Let's start with the fun one: food trucks. These mobile enterprises have faced substantial regulations from cities around the state, including outright bans in some locations. Redundant inspections, duplicative fees and confusing ordinances have made it very difficult for your favorite chefs to cook up the treats you love.
Enter Senate Bill 250, sponsored by Sen. Deidre Henderson, which streamlines these regulations, reduces fees, and creates a reciprocity system so cities and counties must honor one anothers' licenses and permits. Once this bill is signed into law, food truck owners will save substantial costs and time, allowing them to focus on and grow their business.
Speaking of licenses, if you own a home-based business you're also in for a cost savings as a result of Senate Bill 81, sponsored by Sen. Jake Anderegg. This bill, now awaiting the governor's signature, prohibits cities from making you pay them a fee to get a business license as long as your business has no significant impact on your neighbors.
Kids are also freed up for their irregular business activities like mowing lawns, selling lemonade or babysitting. Cities and counties can no longer make them get a license or permit or pay a fee. Children will thus be able to focus on learning the basics of business without having to worry about bureaucracy.
You've probably heard that the Legislature repealed the mandatory vehicle safety inspection program, allowing Utah to join 34 other states without this regulatory burden. Sponsored by Rep. Dan McCay, House Bill 265 will save Utahns tens of millions of dollars as a result with no measurable decrease in safety.
Soon gone will be the days of being forced to undergo certain vehicle repairs in order to pass an arbitrary test. There are rampant stories of Utahns being required to pay for unnecessary services in order to be in compliance with the law and register their vehicle. Now that money will be freed up to focus on service that is actually necessary, keeping Utah's roads safe.
Here's an interesting one. Did you know that in the 1950s, only 1 in 20 Americans needed to obtain a license to work in their chosen profession, whereas today that number is roughly 1 in every 3 Americans? Known as occupational licensure, these types of laws often increase barriers to entry, discourage competition and create regulation that isn't necessary for public safety.
So the Legislature passed House Bill 94, sponsored by Rep. Brian Greene, which empowers a committee of elected officials to take a close look at each of the many licensed occupations to ensure that they are not over-regulated. According to the Institute for Justice, Utah has the 12th most burdensome licensure laws; this legislation, once signed, can help move the needle in the right direction.

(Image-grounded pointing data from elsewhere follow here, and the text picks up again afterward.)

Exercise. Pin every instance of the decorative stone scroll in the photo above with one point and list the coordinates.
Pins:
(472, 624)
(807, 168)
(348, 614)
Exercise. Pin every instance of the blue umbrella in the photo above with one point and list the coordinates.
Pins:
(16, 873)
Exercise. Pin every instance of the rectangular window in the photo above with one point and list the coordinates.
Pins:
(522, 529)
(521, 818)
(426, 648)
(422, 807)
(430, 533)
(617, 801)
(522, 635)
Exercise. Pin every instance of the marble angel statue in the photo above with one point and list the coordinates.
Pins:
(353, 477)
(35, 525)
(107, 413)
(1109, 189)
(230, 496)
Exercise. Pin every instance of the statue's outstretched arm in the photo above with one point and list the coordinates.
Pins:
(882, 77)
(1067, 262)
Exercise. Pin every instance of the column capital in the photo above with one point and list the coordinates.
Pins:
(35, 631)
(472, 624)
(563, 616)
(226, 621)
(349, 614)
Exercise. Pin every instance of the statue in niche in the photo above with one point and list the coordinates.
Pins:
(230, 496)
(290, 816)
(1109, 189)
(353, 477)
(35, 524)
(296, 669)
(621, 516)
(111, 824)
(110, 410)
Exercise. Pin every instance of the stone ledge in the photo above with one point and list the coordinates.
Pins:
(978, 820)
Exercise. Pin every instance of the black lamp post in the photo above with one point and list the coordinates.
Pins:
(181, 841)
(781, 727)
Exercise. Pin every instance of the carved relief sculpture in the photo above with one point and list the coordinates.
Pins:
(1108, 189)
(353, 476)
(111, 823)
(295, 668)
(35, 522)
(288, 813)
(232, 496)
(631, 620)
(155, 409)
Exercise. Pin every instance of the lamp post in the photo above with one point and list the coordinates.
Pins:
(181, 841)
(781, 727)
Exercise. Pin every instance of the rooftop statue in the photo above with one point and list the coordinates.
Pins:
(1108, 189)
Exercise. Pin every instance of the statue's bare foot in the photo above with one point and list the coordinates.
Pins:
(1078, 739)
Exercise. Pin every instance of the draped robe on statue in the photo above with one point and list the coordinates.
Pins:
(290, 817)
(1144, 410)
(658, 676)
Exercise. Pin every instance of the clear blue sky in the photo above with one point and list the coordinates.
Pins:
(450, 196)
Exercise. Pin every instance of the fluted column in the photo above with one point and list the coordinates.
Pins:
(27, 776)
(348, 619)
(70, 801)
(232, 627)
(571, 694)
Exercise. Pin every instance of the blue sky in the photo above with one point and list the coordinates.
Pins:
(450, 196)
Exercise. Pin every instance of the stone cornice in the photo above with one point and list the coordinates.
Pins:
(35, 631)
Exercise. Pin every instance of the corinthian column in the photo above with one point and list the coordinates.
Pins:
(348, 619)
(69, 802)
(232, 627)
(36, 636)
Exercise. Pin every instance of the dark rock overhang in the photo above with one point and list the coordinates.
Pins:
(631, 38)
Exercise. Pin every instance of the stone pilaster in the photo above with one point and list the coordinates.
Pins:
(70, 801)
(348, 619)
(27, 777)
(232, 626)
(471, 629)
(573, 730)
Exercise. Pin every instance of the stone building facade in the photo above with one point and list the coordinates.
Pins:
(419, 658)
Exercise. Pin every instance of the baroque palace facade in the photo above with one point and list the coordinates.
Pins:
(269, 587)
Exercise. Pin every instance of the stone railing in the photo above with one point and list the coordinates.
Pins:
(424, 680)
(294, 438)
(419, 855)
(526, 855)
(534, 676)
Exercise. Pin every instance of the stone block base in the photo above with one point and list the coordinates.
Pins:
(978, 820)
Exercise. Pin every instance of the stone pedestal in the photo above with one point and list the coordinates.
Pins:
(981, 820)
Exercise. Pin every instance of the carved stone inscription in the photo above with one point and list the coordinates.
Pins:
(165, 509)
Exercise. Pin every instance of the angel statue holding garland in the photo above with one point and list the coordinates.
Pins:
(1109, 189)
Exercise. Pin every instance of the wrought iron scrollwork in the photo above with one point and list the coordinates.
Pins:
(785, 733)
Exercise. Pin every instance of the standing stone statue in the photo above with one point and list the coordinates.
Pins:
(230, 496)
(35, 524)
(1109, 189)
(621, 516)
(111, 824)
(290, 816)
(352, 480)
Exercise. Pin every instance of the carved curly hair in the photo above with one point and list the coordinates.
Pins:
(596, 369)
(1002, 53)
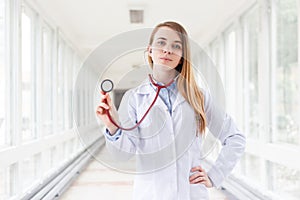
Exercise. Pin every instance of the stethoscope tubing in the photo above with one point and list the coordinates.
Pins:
(159, 87)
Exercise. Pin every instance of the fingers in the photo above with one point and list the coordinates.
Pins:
(197, 168)
(101, 109)
(199, 176)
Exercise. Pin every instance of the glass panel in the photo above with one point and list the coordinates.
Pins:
(53, 157)
(3, 191)
(12, 181)
(31, 171)
(287, 73)
(47, 35)
(27, 173)
(230, 56)
(60, 88)
(287, 182)
(3, 78)
(251, 65)
(254, 176)
(27, 79)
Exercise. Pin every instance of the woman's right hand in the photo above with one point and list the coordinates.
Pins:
(106, 105)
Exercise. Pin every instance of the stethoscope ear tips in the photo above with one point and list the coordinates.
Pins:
(107, 85)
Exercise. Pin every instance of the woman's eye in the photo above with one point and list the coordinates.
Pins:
(177, 46)
(161, 43)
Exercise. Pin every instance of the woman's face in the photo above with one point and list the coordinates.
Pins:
(166, 49)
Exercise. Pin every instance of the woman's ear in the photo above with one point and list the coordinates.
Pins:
(149, 49)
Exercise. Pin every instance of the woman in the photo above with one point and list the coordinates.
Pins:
(167, 144)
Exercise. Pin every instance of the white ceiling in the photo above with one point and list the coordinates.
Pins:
(87, 23)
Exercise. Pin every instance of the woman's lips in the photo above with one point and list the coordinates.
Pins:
(166, 59)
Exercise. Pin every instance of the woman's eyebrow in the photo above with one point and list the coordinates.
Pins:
(162, 38)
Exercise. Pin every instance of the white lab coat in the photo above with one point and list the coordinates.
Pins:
(166, 146)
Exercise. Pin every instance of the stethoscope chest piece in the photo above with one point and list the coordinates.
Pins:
(107, 85)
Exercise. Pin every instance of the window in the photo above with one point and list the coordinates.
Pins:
(250, 33)
(30, 171)
(60, 84)
(3, 78)
(230, 69)
(27, 78)
(287, 69)
(47, 73)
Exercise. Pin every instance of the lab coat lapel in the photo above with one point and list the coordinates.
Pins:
(179, 99)
(147, 89)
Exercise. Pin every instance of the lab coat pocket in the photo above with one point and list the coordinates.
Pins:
(153, 123)
(198, 191)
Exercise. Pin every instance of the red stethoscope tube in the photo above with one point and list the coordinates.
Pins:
(105, 90)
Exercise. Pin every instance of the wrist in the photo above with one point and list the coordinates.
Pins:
(112, 130)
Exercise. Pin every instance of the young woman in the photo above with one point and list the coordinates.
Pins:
(167, 144)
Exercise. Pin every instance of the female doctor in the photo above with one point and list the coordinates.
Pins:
(169, 139)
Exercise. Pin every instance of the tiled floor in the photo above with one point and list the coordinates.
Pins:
(99, 182)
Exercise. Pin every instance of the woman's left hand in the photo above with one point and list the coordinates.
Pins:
(200, 176)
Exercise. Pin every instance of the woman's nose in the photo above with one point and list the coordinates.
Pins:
(167, 50)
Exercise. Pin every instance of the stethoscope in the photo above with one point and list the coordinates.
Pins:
(107, 86)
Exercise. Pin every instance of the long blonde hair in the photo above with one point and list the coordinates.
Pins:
(186, 83)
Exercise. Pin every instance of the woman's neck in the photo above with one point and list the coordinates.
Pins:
(164, 76)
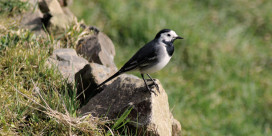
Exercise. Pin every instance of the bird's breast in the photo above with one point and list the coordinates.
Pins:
(163, 59)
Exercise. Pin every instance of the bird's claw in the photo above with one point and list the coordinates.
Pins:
(156, 85)
(151, 91)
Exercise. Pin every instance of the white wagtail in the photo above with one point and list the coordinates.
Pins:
(152, 57)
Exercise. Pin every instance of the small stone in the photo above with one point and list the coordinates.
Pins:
(68, 62)
(89, 78)
(97, 48)
(149, 111)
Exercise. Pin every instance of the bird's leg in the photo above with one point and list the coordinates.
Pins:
(149, 89)
(154, 83)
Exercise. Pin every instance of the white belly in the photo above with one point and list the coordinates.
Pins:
(162, 63)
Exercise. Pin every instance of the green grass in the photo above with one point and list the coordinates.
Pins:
(35, 99)
(219, 80)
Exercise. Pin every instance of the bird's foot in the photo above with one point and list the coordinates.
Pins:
(151, 90)
(154, 84)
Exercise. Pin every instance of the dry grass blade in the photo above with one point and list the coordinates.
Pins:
(85, 123)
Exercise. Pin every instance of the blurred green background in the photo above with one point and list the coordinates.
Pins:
(219, 80)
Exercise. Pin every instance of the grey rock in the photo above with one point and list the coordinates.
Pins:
(65, 3)
(60, 18)
(176, 127)
(88, 78)
(150, 112)
(67, 61)
(32, 20)
(97, 48)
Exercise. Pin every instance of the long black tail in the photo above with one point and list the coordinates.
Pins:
(110, 78)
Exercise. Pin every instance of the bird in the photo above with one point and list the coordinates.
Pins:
(151, 58)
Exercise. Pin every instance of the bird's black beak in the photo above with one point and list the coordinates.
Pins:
(178, 37)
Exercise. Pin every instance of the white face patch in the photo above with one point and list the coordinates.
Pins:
(168, 36)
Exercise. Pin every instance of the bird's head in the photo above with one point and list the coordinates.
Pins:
(167, 35)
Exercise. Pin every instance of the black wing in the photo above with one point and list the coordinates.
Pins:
(146, 55)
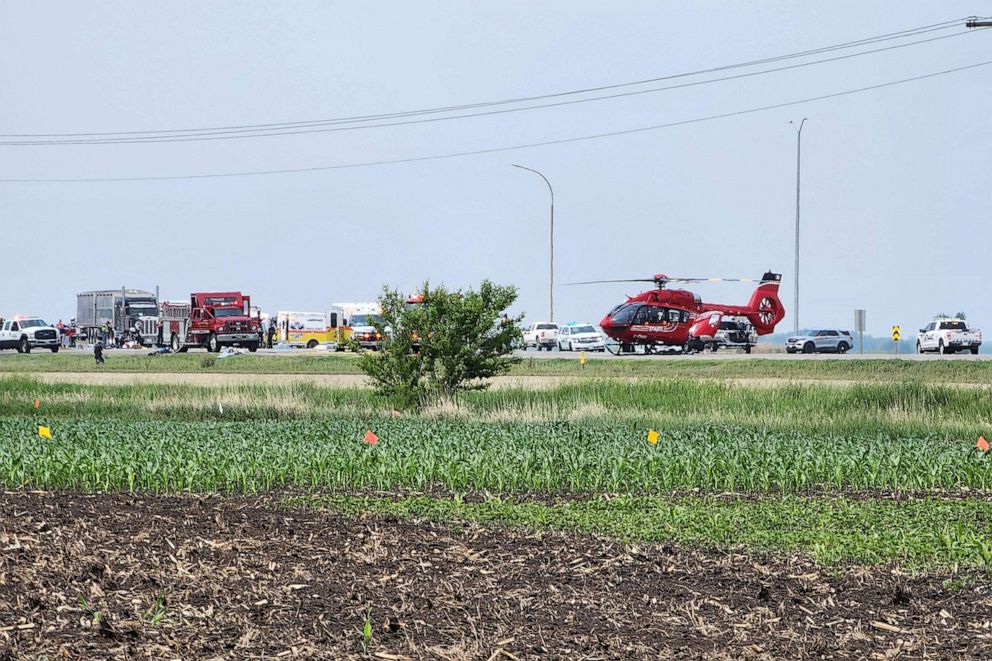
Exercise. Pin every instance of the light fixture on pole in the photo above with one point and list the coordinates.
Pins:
(799, 143)
(551, 271)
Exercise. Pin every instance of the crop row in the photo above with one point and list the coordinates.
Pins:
(458, 455)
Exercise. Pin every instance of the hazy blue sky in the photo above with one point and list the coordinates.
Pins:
(896, 181)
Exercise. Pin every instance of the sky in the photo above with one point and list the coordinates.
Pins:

A final bill worth nothing is one that, in its original form, had several cities declaring proverbial war against the House of Representatives. House Bill 164, sponsored by Rep. Jefferson Moss, aimed to restrict cities from using their city-owned utility businesses as a slush fund for city programs.

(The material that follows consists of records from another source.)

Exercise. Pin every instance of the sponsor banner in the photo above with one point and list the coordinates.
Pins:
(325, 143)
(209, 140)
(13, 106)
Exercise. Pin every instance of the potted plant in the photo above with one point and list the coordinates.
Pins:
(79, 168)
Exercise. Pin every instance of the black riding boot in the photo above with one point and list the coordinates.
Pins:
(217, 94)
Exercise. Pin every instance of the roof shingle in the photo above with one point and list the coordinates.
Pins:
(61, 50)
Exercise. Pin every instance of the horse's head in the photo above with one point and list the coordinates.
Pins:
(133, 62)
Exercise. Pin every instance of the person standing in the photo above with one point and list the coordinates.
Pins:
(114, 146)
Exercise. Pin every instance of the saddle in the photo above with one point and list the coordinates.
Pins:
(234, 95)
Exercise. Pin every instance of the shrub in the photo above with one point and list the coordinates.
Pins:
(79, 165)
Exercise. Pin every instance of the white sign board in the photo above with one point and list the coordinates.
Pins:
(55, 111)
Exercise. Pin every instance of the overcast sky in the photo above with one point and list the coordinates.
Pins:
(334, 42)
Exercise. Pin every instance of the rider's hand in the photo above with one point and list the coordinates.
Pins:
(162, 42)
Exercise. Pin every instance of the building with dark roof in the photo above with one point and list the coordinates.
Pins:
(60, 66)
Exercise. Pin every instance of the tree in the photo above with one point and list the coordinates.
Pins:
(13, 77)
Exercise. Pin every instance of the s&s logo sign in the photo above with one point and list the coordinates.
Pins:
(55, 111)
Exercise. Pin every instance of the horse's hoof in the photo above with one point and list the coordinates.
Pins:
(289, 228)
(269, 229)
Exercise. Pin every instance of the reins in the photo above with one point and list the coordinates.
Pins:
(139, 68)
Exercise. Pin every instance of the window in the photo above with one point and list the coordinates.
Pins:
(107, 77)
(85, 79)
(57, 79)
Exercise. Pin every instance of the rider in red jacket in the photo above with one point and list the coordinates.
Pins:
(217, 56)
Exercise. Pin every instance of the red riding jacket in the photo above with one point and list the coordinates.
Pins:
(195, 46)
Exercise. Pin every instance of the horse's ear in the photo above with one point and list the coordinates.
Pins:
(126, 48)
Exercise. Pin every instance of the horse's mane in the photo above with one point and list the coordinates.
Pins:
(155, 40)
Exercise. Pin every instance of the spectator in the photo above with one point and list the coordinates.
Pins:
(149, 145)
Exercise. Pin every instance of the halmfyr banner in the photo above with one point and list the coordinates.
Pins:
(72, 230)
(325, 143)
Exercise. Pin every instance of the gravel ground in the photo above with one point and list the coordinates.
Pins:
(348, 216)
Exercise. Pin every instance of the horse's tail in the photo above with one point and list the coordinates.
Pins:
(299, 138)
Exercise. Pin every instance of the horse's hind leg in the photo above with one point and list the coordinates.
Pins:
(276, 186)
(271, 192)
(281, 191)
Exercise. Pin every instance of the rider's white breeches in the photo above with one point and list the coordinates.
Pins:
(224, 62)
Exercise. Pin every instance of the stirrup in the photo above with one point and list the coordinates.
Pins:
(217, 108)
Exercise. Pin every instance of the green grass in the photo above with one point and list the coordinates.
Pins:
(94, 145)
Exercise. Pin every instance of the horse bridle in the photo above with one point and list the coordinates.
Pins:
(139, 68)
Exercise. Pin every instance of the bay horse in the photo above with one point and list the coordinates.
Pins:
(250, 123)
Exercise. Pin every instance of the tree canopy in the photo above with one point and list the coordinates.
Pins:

Some cities throughout Utah charge residents more than is necessary for water, power, electricity or other services they provide. This extra money is then transferred to the general budget, where cities use it for things like parades, parks or other programs.
Facing significant opposition from the cities who wanted to continue taking money from residents without going through the legal process of raising taxes, the bill was ultimately watered down to only require cities to be transparent with residents about this overcharging a good first step, at least, to work towards ending the practice.
Our life, liberty and property may not be safe while the Legislature is in session, but fortunately there were at least a few wins for the free market in Utah.
Connor Boyack is president of Libertas Institute, a free-market think tank in Utah.